The corporate revolution will be streamed
Ironically, the game's ending is pricked by corporate greed. After dealing with one major antagonist, the anti-fascist dream team delivers their speech in one of the most intriguing moments of the story. The speech is good, the timing is perfect, the pay-off is worth it. In the worst moment possible, Bethesda decided to interject their name during the speech, presumably to prove their support for the anti-fascist cause.
But this diminishes the importance and impact of the moment, which should be free of corporate branding.
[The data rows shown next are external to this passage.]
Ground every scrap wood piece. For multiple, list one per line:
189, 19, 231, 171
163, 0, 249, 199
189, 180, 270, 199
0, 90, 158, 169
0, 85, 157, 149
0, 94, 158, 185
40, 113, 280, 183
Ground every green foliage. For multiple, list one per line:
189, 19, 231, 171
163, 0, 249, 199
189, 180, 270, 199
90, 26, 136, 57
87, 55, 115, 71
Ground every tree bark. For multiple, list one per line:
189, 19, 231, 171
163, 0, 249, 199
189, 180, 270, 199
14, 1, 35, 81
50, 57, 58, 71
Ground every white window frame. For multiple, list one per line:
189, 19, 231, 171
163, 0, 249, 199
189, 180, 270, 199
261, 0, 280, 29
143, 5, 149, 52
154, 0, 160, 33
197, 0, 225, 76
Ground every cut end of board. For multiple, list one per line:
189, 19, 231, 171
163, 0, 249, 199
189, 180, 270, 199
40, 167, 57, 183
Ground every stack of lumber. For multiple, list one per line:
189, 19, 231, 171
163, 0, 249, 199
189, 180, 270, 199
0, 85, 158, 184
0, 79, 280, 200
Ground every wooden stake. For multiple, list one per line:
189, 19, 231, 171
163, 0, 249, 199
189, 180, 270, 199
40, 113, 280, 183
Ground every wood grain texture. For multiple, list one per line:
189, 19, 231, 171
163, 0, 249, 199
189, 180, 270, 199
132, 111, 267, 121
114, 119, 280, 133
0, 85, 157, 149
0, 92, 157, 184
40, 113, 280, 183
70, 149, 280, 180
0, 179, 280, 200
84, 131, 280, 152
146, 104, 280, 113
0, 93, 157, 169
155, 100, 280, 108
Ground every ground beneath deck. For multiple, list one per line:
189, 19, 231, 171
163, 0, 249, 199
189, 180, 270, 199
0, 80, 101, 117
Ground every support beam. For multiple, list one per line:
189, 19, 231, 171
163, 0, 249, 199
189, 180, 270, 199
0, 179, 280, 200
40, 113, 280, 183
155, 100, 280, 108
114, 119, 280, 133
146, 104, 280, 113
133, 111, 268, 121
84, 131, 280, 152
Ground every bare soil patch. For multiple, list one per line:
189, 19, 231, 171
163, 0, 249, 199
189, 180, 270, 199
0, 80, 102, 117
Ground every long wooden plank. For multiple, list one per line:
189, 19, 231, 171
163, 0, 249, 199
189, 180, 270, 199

In Nazi America, the revolution is televised - or at least it starts that way - and the suits are there to prove how righteous the corporation is.
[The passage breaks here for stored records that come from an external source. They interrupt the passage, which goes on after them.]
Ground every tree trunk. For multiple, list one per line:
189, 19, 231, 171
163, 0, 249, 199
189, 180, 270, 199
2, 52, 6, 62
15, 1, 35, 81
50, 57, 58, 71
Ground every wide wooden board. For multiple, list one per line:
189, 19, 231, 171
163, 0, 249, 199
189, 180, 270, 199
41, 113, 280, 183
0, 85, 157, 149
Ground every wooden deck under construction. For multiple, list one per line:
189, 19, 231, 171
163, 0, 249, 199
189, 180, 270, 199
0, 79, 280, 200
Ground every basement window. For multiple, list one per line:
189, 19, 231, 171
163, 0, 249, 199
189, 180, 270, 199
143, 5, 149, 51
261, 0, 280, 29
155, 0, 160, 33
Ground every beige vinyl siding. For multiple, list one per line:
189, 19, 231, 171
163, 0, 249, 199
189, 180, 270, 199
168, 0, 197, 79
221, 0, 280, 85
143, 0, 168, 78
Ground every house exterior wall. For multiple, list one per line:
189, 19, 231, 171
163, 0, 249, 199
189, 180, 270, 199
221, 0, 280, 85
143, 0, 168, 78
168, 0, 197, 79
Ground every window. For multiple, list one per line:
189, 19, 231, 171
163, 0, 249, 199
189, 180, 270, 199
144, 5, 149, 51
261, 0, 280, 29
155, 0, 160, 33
Instead of letting the moment, the payoff and the speech run their course and breathe on their own, we have to put up with corporate logos and be reminded how everything is for sale. The revolution is supposed to be a liberation movement of the people. If the corporation would have self-awareness, it would stay away from branding its name on something that should be free of greed.
Game design lessons
The joy of movement
BJ might start the story in a wheelchair, but he'll soon gain the gift of movement, alongside the gift of gab. BJ's movement is only good enough. There are no revelatory movements, as Doom Eternal's combination of speed and dash, but enough for what BJ needs. BJ uses dash to blast through enemies and weak walls, but it should be augmented with a proper straight movement in every direction.
Action is better with akimbo
You can dual-wield any weapon in Wolf 2. The mechanic is seamless and natural, as if action games have done it thousands of times before.
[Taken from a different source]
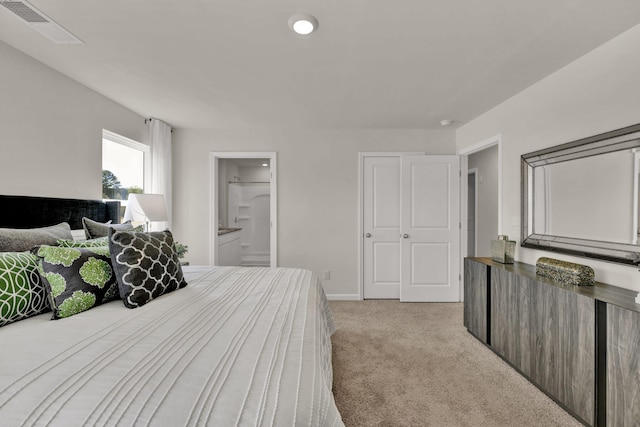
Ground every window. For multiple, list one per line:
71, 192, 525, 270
102, 130, 150, 207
Games tend to avoid akimbo because of the difficulty imbalance and making each weapon function properly as a pair.
Wolfenstein 2 wears two weapons on its sleeves to deliver dual-mounted justice like the best retro... 80s and 90s action movies.
Wolfenstein looks pretty in pulp
The story and writing in Wolf 2 are serious and peppered with playful language and poignant events. Action games may be the last to need fine-tuned pulp writing and emotion, but Machine Games is a studio which cares about prose. Some peaceful intermission sections may be drawn out, but excellent writing keeps them afloat.
How to improve Wolfenstein 2
For its pulp action bent, Wolf 2 is an almost perfect game. If not for the following quirks, it would be a finely-tuned classic, relative to its genre and scope.
Skip the enigma minigame
The match-two minigame needed to play extra missions is tedious. BJ has friends aplenty to decode the locations for new mission - no wonder none wants to play this bore fest.
Less talking, more stomping
I appreciate the effort put into Wolfenstein's script and care for dialogue. A few story and downtime exploration scenes overstay their welcome, though hey fit thematically. Wolf 2 excels as an action romp, and I cared less for BJ's wandering around the submarine. For Wolfenstein 3, please make downtime exploration scenes shorter or skippable.
Shorten the court scene
No, dream or hallucinatory sequences which trick the player but don't matter otherwise are not good narrative design. Make a point of crushing the player's hope by integrating the theme into the proper narrative. Don't waste time with a prolonged and disingenuous action scene only to laugh in the player's face and pad the game - it makes for lazy game design.